Wow, that pdf is a great resource, again, thanks so much!


----------



## Andy Tryon (May 29, 2018)

Andy Tryon said:


> Wow, that pdf is a great resource, again, thanks so much!


Thank you guys for the geat forum and helpful advice! Finally finished the hydraulic shut down repair. In the process it seemed more efficient to disassemble everything in the way, clean service and repair, so it took a bit. Changex hoses, belt flushed the radiator and block. Changed the engine oil, drained and flushed the hydraulic reservoir system.
Thank you again for the help!


----------



## Guest (Sep 20, 2018)

Glad it worked out. We like a happy ending!


----------



## Gsxrjbl (Feb 4, 2020)

RC Wells said:


> Good little tractor. Setting causes the seals in the three point lift cylinder to bind to the cylinder and tear. Once that occurs the full pump volume is recirculated in the rear lift assembly, so no more hydraulic pressure.


----------



## Gsxrjbl (Feb 4, 2020)

I have a 1700 that has a little shake in the 3ph , and will go down as soon as tractor is turned off. Can someone please send me a picture of the lift cylinder location and instructions on how to replace seal?


----------



## Clay S (Feb 24, 2020)

My 1700 hydraulic pump had to be replaced. After cleaning the filter screen and replacing the pump, the lift raised but wouldn't lower. What could be the cause?


----------



## harry16 (Dec 8, 2011)

Howdy Clay, Welcome to the tractor forum.

My GUESS is that your lift piston is stuck in the the lift cylinder. See attached parts diagram from Messick's website:
https://www.messicks.com/nh/68258?sectionId=9320&diagramId=68258_322728

The lift piston is item #18, lift cylinder #13, piston seal #19 on the diagram.

Before you start, you will need a service manual to tackle this job. At a minimum I recommend an I&T FO-40 shop manual for your tractor. You can find these on the internet. Ebay has many copies for sale. Typical price ~$35.


----------



## harry16 (Dec 8, 2011)

Gsxrjbl said:


> I have a 1700 that has a little shake in the 3ph , and will go down as soon as tractor is turned off. Can someone please send me a picture of the lift cylinder location and instructions on how to replace seal?


Howdy Gsxrjbl, Welcome to the tractor forum.

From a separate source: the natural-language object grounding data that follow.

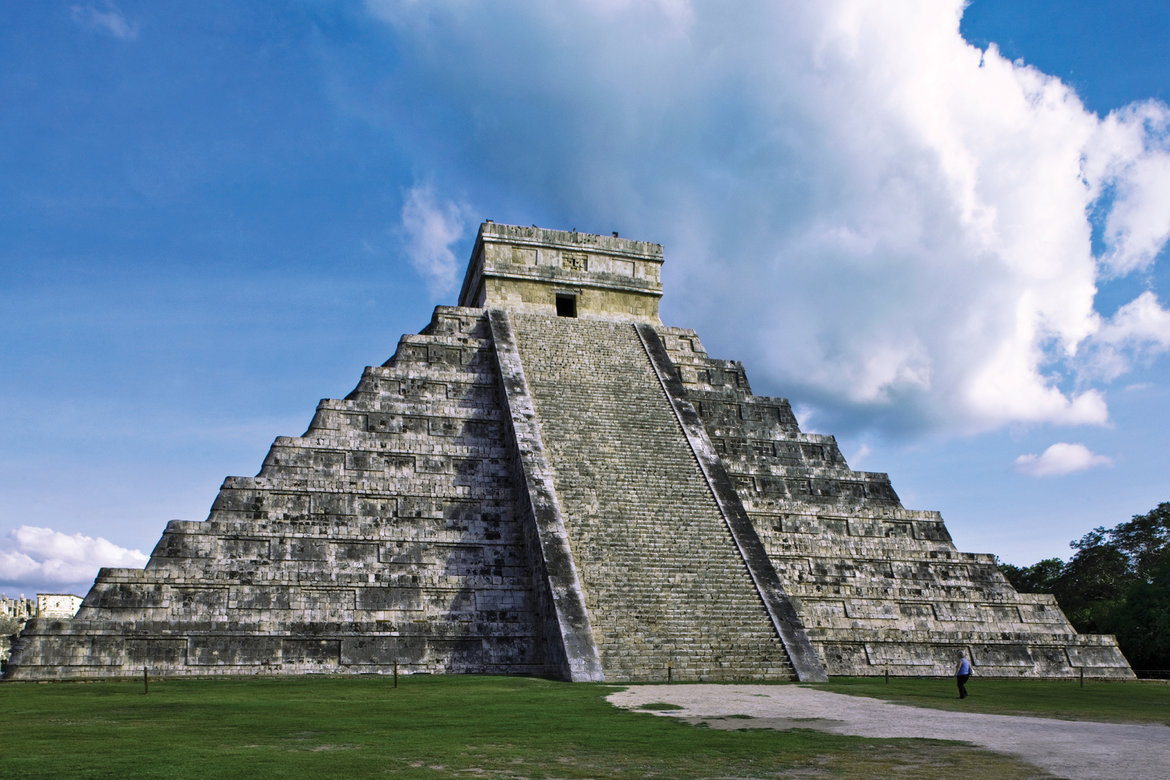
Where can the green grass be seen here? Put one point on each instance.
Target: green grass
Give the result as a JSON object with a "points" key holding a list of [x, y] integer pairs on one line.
{"points": [[1109, 701], [427, 727]]}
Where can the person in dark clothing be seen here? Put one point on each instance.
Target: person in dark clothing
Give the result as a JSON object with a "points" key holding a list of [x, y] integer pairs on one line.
{"points": [[963, 674]]}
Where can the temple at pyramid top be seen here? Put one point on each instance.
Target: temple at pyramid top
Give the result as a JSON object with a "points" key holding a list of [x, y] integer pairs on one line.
{"points": [[564, 273], [545, 480]]}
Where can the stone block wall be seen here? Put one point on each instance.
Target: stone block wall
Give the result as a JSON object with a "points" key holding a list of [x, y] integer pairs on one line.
{"points": [[662, 580], [386, 535], [879, 587]]}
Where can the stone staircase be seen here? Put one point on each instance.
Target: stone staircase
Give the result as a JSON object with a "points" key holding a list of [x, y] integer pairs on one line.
{"points": [[662, 580], [879, 587], [385, 535]]}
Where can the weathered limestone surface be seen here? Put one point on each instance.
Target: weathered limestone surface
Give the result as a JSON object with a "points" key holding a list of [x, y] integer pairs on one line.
{"points": [[549, 481], [387, 533], [879, 587]]}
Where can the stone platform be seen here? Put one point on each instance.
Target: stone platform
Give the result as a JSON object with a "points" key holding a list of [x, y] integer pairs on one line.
{"points": [[548, 481]]}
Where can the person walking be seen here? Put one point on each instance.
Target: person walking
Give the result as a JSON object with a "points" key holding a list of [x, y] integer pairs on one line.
{"points": [[963, 674]]}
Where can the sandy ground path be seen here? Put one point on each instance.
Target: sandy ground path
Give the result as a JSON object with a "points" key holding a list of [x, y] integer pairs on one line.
{"points": [[1067, 749]]}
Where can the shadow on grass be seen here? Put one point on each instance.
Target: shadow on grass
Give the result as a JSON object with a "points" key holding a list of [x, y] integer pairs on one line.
{"points": [[428, 726], [1131, 701]]}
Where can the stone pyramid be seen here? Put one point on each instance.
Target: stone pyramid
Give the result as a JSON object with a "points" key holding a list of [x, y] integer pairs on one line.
{"points": [[548, 481]]}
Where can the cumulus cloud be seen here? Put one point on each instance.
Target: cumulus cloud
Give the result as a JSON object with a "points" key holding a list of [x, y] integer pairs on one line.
{"points": [[1060, 458], [881, 219], [43, 558], [104, 18], [432, 226]]}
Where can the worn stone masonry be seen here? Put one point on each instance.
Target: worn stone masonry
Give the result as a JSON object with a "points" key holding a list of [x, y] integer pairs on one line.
{"points": [[549, 481]]}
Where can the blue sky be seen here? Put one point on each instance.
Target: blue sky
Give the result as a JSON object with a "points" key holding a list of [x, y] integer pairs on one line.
{"points": [[940, 232]]}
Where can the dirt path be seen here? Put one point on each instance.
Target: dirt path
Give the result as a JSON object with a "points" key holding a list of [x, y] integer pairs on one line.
{"points": [[1068, 749]]}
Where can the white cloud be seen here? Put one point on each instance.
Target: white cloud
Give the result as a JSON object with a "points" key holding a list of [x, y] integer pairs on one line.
{"points": [[432, 227], [880, 219], [46, 558], [1138, 329], [1060, 458], [107, 19]]}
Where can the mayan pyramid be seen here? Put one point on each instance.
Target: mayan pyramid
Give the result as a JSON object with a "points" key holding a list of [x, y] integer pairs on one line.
{"points": [[548, 481]]}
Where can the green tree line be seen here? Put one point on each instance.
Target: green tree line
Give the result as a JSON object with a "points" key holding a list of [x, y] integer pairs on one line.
{"points": [[1116, 582]]}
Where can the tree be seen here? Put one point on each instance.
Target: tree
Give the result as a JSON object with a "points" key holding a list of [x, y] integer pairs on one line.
{"points": [[1116, 582]]}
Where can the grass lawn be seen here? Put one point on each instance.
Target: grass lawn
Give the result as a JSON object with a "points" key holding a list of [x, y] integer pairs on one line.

See my response to Clay S for a lift piston problem. It provides a parts diagram for your Ford 1700 tractor, plus a shop manual recommendation to provide guidance.


----------



## Clay S (Feb 24, 2020)

harry16 said:


> Howdy Clay, Welcome to the tractor forum.
> 
> My GUESS is that your lift piston is stuck in the the lift cylinder. See attached parts diagram from Messick's website:
> https://www.messicks.com/nh/68258?sectionId=9320&diagramId=68258_322728
> ...


----------



## Clay S (Feb 24, 2020)

Thanks Harry! I'll go in that direction with the repairs. Much appreciated.


----------



## Fritz Kummert (Aug 26, 2018)

Hi I have one of the 1700 series 2 cyl. but is working with back hoe.


----------



## huntsilence (Mar 4, 2020)

I have a 1700 also with front bucket. This week the 3ph started to work very slow. The bucket works fine. After about 1 hour the bucket starts shake. I cleaned the screen and changed the fluid. I checked the rockshaft piston seal, it is fine. I checked all the check valves and could not find anything wrong. I placed a 3000 psi gauge at the piston plug. I have no pressure. I checked the O-rings on the side valve and the spring on the centering valve and all was well. My fluid is dumping into the gearbox some where and I cant find where. Anyone have another suggestion of what to check?


----------